# New Schtuff



## 480sparky (Oct 21, 2015)

Piddled away more money today.


----------



## tirediron (Oct 21, 2015)

Where do you paint the registration numbers?


----------



## 480sparky (Oct 21, 2015)

tirediron said:


> Where do you paint the registration numbers?




.................................................................


----------



## JacaRanda (Oct 21, 2015)

Sweet.


----------



## D-B-J (Oct 23, 2015)

Jealous


----------



## 480sparky (Oct 23, 2015)

Since I pissed away so much money on a silly flying camera, I thought it only fair I should get a tablet that my old-geezer eyes can see easier.







*MUCH* better than using my Samsun S5!


----------



## D-B-J (Oct 23, 2015)

480sparky said:


> Since I pissed away so much money on a silly flying camera, I thought it only fair I should get a tablet that my old-geezer eyes can see easier.
> 
> 
> 
> ...



That's cause you bought a Samsun and not a SamsunG! Classic mistake [emoji23][emoji23]
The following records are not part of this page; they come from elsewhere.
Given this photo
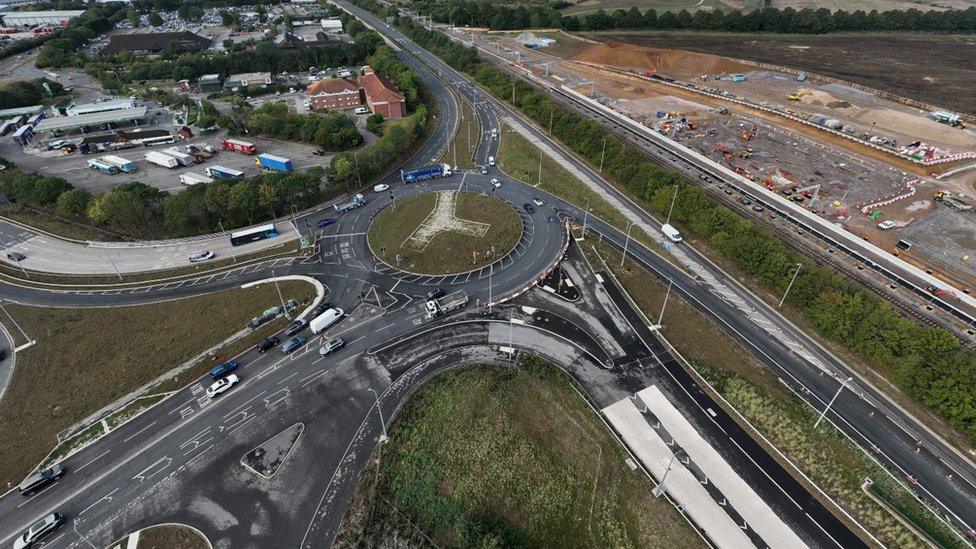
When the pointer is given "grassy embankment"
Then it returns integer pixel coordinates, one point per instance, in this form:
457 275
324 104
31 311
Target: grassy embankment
85 359
488 457
447 252
825 455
Sent from my iPhone using Tapatalk


----------



## 480sparky (Oct 23, 2015)

D-B-J said:


> That's cause you bought a Samsun and not a SamsunG! Classic mistake [emoji23][emoji23]
> 
> 
> Sent from my iPhone using Tapatalk



I wouldn't have minded a Samsung but 1. It was $125 more and 2. Over at PhantomPilots.com there's several who have experienced choppy video links and 10-second delays in capturing stills/starting video recording.  No one reported any issues with the Acer.

Already went out and took the whole rig out for a test flight.  Flew out 1500' in one direction and 1000' in the other.  So I logged almost a mile with no glitches.  And the MUCH-larger screen was wonderful.  The controls are a bit more spread out so I don't hit the wrong spot as much.

Since this will be pretty much dedicated to flying, I was happy with saving $125.  Now I have $125 to piss away on something else.
































































Like bacon.


----------



## D-B-J (Oct 23, 2015)

No my friend, you misinterpret. I was simply poking fun at your original letter omission... [emoji6]


Sent from my iPhone using Tapatalk


----------



## 480sparky (Oct 23, 2015)

No, my phone has the G on it.  My computer, however, can't spell.


----------